Escalators codes do not address guardrails at all, he said, “no doubt assuming that the handrail will serve as guardrails.” Templer also observed that victims can easily overbalance and topple sideways over a handrail because the handrail is initially higher at the point at which the fall starts, and much lower at the point of the trajectory over the stair or escalator. In the case of a Florida victim who fell over the moving handrail of an escalator, Templer concluded that “the open sides of stairs and escalators must be designed to prevent the possibility that people will fall sideways into the well. Providing a guardrail (in addition to the handrail) is one way of satisfying this imperative.”

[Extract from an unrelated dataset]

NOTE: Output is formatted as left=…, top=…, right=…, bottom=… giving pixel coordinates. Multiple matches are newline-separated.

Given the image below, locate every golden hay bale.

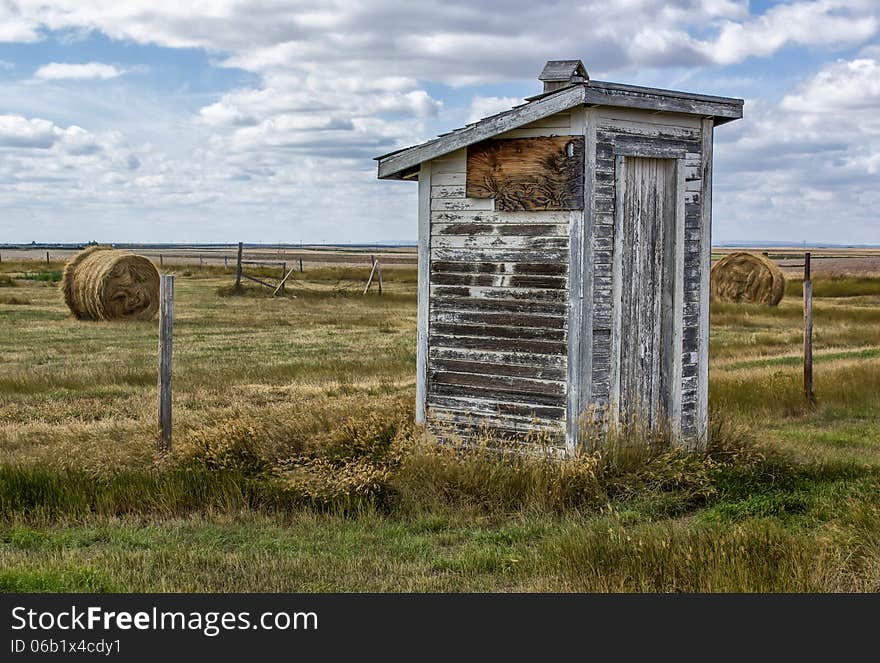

In a 2005 Elevator World article, consultant Ronald Schloss also called upon the industry to determine how it could use technology to prevent falls. He recommended limiting escalator speeds to 50feet per minute, and the step width to 20 inches. These moves would eliminate entrapments and boost step structural integrity.
“Overloading the escalator would now be a non-issue. The probability of runaway escalators would be greatly reduced. Falls on escalators would be much less frequent. The passengers would have more time to react to escalator malfunctions such as stopped or slipping handrails.”
Last year, Lerch Bates, a British firm that consults on technical issues for the building industry called for an entirely re-written standard for escalators that would incorporate advances in technology and safer designs that would discourage escalator misuse, such as narrow handrails that are more easily gripped and discourage riding; higher level of guarding for escalators with fall hazards and flush designs without internal or external ledges that can be used as climbing surfaces.
Even with an entirely re-written standard, it could be a while before better design could lower injury and death rates. Escalators have long lives – many of the escalators travelled by millions of people today are decades old. In the meantime, the deaths and lacerations, amputations, head, foot and arms to escalator passengers will continue.
Last March a four-year-old Dudley, MA boy died after a fall from a second floor elevator in a Sears department Store in Auburn. The boy fell through a gap between the escalator and the wall, crashing into a jewelry case below. The state Department of Public Safety suspended two inspectors for failing to report the hazard.